You should aim for a solution with O(n) time and O(n) space, where n is the number of nodes in the given tree.
Hint 1:

The level of a tree refers to the nodes that are at equal distance from the root node. Can you think of an algorithm that traverses the tree level by level, rather than going deeper into the tree?

Solution 1: Travel tree level by level

  # Definition for a binary tree node.
  # class TreeNode:
  #     def __init__(self, val=0, left=None, right=None):
  #         self.val = val
  #         self.left = left
  #         self.right = right

  class Solution:
      def levelOrder(self, root: Optional[TreeNode]) -> List[List[int]]:
    
          if root is None:
              return[]

          node_list = [root]      # space: O(w), w<=n
          output = []             # space: O(n)

          while True:
              level_values = []   # space: O(w), w<=n
              new_node_list = []  # space: O(w), w<=n

              for i in range(len(node_list)):
                  node = node_list[i]
                  level_values.append(node.val)

                  if node.left is not None:
                      new_node_list.append(node.left)
                  if node.right is not None:
                      new_node_list.append(node.right)
                
              output.append(level_values)

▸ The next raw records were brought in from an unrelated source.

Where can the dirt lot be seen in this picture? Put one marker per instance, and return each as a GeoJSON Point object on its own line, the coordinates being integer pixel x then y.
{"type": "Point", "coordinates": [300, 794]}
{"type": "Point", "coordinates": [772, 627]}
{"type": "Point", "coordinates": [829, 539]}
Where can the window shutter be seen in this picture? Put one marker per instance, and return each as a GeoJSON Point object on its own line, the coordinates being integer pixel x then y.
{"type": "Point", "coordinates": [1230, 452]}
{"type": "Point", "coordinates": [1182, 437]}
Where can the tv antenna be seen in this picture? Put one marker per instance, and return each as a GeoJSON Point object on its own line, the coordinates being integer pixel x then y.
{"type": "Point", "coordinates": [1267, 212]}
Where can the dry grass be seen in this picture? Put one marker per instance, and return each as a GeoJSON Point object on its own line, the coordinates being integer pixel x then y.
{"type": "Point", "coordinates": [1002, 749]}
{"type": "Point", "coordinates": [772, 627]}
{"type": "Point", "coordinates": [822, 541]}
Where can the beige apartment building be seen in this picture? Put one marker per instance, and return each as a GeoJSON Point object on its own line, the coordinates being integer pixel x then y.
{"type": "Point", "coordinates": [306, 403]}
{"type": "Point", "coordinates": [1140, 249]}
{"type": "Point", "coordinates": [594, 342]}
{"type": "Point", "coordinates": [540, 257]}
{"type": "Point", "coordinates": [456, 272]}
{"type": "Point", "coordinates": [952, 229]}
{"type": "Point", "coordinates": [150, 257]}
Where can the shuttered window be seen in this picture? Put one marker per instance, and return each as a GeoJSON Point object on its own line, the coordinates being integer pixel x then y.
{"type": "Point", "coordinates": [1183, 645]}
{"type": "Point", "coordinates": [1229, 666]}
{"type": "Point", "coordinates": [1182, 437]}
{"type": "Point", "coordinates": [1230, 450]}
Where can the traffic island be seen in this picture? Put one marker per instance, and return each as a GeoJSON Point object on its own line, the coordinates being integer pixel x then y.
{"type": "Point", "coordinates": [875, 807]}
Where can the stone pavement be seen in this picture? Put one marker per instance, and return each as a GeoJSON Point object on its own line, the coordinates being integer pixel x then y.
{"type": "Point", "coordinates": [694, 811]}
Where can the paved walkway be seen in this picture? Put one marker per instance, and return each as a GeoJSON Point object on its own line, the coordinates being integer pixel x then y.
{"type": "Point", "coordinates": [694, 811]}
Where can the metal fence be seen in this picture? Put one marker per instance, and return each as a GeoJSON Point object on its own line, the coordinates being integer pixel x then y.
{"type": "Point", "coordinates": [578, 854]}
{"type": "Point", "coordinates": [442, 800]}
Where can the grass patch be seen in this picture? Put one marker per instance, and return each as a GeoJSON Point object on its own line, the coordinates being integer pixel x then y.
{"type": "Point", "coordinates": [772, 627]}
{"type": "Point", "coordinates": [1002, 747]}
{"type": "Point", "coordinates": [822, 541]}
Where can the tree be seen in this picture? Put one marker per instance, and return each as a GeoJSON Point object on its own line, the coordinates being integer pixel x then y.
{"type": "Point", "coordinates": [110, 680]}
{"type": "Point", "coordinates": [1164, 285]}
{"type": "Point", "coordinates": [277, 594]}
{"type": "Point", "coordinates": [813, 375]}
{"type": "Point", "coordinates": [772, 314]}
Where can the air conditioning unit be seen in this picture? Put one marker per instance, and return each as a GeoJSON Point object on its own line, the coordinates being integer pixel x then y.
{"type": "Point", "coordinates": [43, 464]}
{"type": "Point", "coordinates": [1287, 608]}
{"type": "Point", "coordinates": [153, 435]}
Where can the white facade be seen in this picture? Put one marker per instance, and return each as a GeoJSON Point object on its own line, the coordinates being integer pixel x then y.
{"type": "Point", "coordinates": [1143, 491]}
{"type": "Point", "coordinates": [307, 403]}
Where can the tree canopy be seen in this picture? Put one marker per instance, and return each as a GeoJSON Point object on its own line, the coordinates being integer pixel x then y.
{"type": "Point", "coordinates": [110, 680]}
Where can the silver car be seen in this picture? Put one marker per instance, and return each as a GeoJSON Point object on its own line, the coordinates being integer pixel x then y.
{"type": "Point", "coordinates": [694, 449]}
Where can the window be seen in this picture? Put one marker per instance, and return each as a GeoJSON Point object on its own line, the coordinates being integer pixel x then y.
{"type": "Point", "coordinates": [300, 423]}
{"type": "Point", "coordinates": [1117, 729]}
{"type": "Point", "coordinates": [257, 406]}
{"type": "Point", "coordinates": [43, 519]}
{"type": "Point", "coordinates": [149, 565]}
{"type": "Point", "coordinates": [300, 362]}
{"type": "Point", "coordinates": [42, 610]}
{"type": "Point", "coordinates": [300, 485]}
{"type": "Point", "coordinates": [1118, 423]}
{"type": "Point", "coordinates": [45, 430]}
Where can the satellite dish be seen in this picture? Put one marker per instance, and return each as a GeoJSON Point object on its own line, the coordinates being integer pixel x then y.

              if not new_node_list:
                  break

              node_list = new_node_list
            
          return output

Time complexity: O(n)
Space complexity: O(n)

Hint 2:

We can use the Breadth First Search (BFS) algorithm to traverse the tree level by level. BFS uses a queue data structure to achieve this. At each step of BFS, we only iterate over the queue up to its size at that step. Then, we take the left and right child pointers and add them to the queue. This allows us to explore all paths simultaneously.
Hint 3:

The number of times we iterate the queue corresponds to the number of levels in the tree. At each step, we pop all nodes from the queue for the current level and add them collectively to the resultant array. This ensures that we capture all nodes at each level of the tree.

Solution 2:

Solution on needcode.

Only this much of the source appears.